The cityhood laws are contained in Republic Acts 9389, 9390, 9391, 9392, 9393, 9394, 9398, 9404, 9405, 9407, 9408, 9409, 9434, 9435, 9436, and 9491.
The resolution, however, was not yet released as it was still being circulated for signature of the magistrates, according to SC spokesman Midas Marquez.
The High Court had been criticized by the LCP and other sectors for flip-flopping on the case in its earlier rulings.
This time, the SC stood by its fourth ruling that the cityhood laws do not violate Article X Section 10 and the equal protection clause under Article III Section 1 of the Constitution.

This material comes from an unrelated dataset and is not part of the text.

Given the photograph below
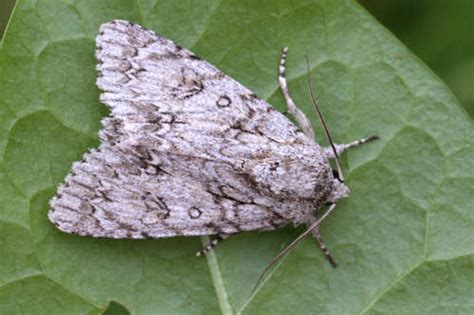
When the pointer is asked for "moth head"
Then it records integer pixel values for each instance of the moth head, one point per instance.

It junked the contention of LCP that the conversion into cities of the 16 municipalities violated Article X Section 10 of the Constitution, which provides that “no province, city, municipality or barangay shall
be created, divided, merged, abolished or its boundary substantially altered, except in accordance with the criteria established in the local government code and subject to approval by a majority of the votes cast in a plebiscite in the political units directly affected.”
In its ruling last Feb. 15, the SC reversed itself for the third time and reverted back to its second ruling in December 2009, which held that respondent LGUs were qualified cityhood applicants before the enactment of RA 9009: “To impose on them the much higher income requirement after what they have gone through would appear to be indeed unfair.
“Thus, the imperatives of fairness dictate that they should be given a legal remedy by which they should be allowed to prove that they have all the necessary qualifications for city status using the criteria set forth under the LGC of 1991 prior to its amendment by RA 9009. Truly, the peculiar conditions of respondent LGUs, which are actual and real, provide sufficient grounds for legislative classification,” the SC said.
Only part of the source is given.